I exhibit such lower memory bandwidth in other programs too, so guess it’s not the problem of the sample benchmark.
I also fixed ‘Graphics’ and ‘Memory’ clock to 1132MHz and 850 MHz, which is confirmed in ‘Clocks’ in nvidia-smi -q.
Also, (nvidia-smi -q) says that it has Link width of 16x and PCIe generation of 3.
The driver version is 455.23.05 and tested under ubuntu 18.04.5 LTS and linux 5.4.0-48.
How can I deal with this problem? Is it a normal behavior?
@Robert_Crovella Still I don’t understand. I have a Tesla V100 PCIE 16GB, which has only slightly higher clock while having the same memory bit bus (4096-bit) as that of GV100, giving certainly 700+GB/s in both nsight compute and bandwidthTest. @rs277 If 900GB/s is the bandwidth between its memory subsystem (cache<=>global memory) , why the other Tesla V100 gives so much higher performance on the same program? Would you like to share a possible clue?

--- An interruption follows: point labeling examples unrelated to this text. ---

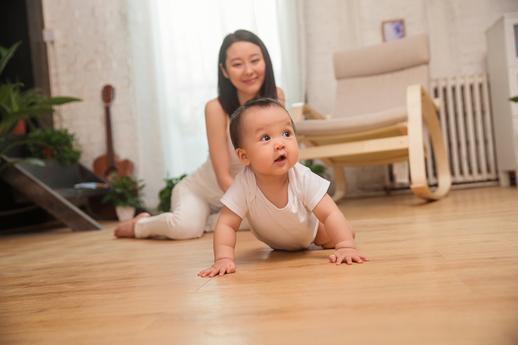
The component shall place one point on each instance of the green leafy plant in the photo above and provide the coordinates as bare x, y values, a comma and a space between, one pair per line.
18, 105
165, 193
318, 169
124, 191
58, 144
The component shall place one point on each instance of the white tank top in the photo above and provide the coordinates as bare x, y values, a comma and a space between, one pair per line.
203, 180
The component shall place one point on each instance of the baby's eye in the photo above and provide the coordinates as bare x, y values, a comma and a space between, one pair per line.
265, 137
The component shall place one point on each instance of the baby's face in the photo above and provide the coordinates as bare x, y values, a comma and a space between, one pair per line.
269, 145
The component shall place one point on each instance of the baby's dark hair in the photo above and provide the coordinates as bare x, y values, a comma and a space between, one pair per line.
235, 118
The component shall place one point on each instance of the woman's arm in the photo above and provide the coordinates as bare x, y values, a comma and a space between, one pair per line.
280, 96
216, 125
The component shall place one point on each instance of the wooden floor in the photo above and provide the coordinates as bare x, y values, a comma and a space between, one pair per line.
440, 273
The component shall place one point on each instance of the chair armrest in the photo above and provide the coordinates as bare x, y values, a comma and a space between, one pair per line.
310, 113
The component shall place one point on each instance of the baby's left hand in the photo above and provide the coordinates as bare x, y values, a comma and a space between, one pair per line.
347, 255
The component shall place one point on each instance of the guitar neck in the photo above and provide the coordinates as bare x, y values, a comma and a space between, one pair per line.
109, 139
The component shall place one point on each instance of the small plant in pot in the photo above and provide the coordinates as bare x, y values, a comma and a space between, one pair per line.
19, 107
124, 194
58, 144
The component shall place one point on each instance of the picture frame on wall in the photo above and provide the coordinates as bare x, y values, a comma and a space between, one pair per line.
392, 29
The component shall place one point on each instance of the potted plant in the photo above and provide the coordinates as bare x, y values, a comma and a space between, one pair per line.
58, 144
164, 195
18, 105
124, 194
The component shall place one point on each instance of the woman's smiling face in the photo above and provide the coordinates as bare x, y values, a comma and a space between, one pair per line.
245, 68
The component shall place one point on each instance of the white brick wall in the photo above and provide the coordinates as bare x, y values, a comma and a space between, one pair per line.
90, 50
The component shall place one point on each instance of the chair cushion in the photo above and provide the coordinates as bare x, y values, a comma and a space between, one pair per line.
382, 58
352, 124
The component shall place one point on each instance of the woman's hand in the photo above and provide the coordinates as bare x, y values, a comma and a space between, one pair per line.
220, 267
347, 255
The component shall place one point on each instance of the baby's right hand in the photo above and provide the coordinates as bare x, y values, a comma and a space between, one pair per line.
220, 267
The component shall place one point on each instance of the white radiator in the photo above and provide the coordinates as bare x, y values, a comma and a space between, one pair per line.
465, 115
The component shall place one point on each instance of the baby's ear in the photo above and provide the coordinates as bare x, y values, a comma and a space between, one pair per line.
242, 155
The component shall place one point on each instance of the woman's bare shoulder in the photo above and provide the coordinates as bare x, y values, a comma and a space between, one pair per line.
213, 106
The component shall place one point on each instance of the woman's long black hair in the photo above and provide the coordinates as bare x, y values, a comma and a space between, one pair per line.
227, 93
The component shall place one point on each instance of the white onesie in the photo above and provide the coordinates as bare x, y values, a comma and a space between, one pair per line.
292, 227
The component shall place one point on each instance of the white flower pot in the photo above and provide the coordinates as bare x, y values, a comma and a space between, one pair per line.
125, 212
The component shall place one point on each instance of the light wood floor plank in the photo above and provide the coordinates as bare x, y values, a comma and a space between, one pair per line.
440, 273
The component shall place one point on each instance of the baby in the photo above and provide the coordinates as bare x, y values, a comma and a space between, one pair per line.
286, 204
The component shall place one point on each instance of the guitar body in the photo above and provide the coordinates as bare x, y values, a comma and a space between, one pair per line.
109, 163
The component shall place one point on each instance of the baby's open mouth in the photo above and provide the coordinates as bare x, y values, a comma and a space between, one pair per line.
280, 158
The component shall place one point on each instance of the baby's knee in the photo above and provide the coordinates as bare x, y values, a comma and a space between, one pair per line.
180, 228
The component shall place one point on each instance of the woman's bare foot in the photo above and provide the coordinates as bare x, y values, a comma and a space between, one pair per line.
127, 228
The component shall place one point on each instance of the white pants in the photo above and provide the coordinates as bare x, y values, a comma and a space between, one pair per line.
190, 216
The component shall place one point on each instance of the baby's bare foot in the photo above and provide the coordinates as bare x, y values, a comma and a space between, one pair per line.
127, 228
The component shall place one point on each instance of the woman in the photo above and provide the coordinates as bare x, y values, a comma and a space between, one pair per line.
244, 71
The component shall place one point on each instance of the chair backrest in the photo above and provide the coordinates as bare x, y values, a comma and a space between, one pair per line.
375, 78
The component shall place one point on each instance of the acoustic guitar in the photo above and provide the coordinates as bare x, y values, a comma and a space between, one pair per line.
109, 163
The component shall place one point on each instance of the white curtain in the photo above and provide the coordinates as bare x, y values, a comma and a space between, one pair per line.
175, 48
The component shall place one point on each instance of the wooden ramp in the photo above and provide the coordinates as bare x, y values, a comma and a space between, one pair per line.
51, 187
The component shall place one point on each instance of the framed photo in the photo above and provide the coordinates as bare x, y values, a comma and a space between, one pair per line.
392, 29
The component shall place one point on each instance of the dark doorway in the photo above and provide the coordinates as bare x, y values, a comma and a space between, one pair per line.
22, 21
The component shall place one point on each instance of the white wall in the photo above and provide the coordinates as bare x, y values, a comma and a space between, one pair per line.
457, 42
92, 48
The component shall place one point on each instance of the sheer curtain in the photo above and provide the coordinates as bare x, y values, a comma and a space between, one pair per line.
175, 46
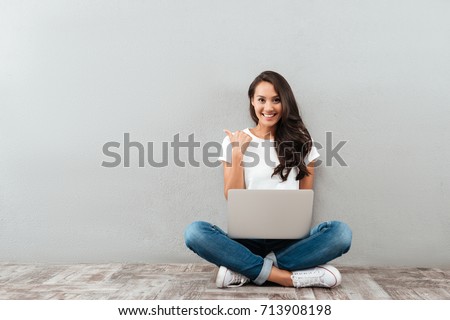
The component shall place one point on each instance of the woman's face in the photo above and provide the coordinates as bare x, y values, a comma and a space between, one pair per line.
267, 104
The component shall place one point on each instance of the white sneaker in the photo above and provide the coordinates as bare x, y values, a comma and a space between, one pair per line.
321, 276
228, 279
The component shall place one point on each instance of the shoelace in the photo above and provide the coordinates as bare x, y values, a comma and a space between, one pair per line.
237, 280
308, 278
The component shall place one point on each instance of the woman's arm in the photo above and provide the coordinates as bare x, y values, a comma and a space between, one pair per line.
233, 173
307, 181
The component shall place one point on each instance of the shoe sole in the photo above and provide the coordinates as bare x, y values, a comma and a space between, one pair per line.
221, 277
335, 272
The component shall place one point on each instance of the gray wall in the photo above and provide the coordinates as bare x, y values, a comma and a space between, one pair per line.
77, 74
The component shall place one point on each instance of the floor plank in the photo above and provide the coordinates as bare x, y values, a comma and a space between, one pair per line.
197, 281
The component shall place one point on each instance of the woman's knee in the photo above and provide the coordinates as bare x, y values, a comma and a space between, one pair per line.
343, 236
194, 232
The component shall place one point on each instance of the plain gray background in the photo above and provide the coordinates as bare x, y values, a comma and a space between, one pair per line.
77, 74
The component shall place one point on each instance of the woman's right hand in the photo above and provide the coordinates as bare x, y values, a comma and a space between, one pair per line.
239, 140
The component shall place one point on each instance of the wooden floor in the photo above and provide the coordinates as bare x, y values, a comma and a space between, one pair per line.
197, 281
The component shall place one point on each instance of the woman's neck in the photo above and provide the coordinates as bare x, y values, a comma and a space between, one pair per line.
264, 132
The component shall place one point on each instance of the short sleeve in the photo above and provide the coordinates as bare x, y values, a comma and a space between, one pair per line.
224, 154
312, 155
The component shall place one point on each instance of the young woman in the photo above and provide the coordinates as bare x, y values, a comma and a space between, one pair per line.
297, 263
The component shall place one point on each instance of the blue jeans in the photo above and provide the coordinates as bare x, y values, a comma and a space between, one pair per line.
254, 258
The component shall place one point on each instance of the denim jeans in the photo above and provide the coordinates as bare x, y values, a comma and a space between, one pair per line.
254, 258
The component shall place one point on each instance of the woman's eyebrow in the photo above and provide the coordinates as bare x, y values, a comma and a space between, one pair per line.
277, 96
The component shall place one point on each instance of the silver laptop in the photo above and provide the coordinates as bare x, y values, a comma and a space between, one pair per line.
269, 214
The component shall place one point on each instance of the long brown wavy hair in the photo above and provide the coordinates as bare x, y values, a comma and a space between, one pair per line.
292, 139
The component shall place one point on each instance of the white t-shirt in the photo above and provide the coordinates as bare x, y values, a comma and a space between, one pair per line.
260, 159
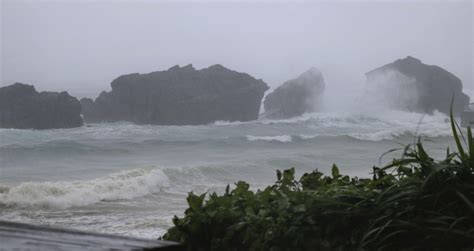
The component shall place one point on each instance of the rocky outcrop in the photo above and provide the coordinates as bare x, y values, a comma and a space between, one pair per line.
296, 96
410, 85
22, 107
179, 96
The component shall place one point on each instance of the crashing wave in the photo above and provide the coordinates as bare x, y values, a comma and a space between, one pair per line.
122, 185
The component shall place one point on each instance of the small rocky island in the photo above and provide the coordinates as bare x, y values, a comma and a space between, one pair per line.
427, 87
179, 96
295, 97
22, 107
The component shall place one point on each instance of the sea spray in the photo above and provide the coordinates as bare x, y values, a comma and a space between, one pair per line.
122, 185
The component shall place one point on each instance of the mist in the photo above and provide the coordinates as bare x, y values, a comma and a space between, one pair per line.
81, 46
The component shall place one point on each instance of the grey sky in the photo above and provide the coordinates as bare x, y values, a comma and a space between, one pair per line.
81, 46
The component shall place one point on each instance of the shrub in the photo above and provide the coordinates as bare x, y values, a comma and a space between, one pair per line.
414, 203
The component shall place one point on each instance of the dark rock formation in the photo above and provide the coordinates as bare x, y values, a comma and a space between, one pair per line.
22, 107
418, 87
296, 96
179, 96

I’m not sure I know what the reasons are, and I don’t happen to have a GV100 to play with.
A GV100 is a display-capable GPU, whereas most other V100 variants I am aware of are not (excepting Titan V). If you are running a display on this GPU or have the system configured to use this GPU as part of X, then I think it’s possible that the display activities might be consuming memory bandwidth on a continuous basis. If I were doing a comparison I would disable X and if possible move the console to another display device. But I don’t know if that accounts for the difference or not.
Apologies, I was too quick reading and failed to notice the last test was device<->device. I can’t offer any more than what you have already checked and Robert has offered.
NVIDIA doesn’t provide any way for you to do something like change the memory refresh settings on a GPU.
Every GPU has a difference between the measureable/achievable bandwidth and the stated (“peak theoretical”) bandwidth. These differences vary from one GPU type/design to the next. I’m reasonably sure the 870GB/s bandwidth number (or whatever the stated peak theoretical number for GV100) is a peak number, and is referring to peak theoretical bandwidth, and this is never achievable, on any GPU.
I’m not aware of any Quadro GPU that was released prior to the GV100 that had that level of memory bandwidth. Quadro P6000 would have been the previous “high-end” Quadro, and it has a lower memory bandwidth than the GV100.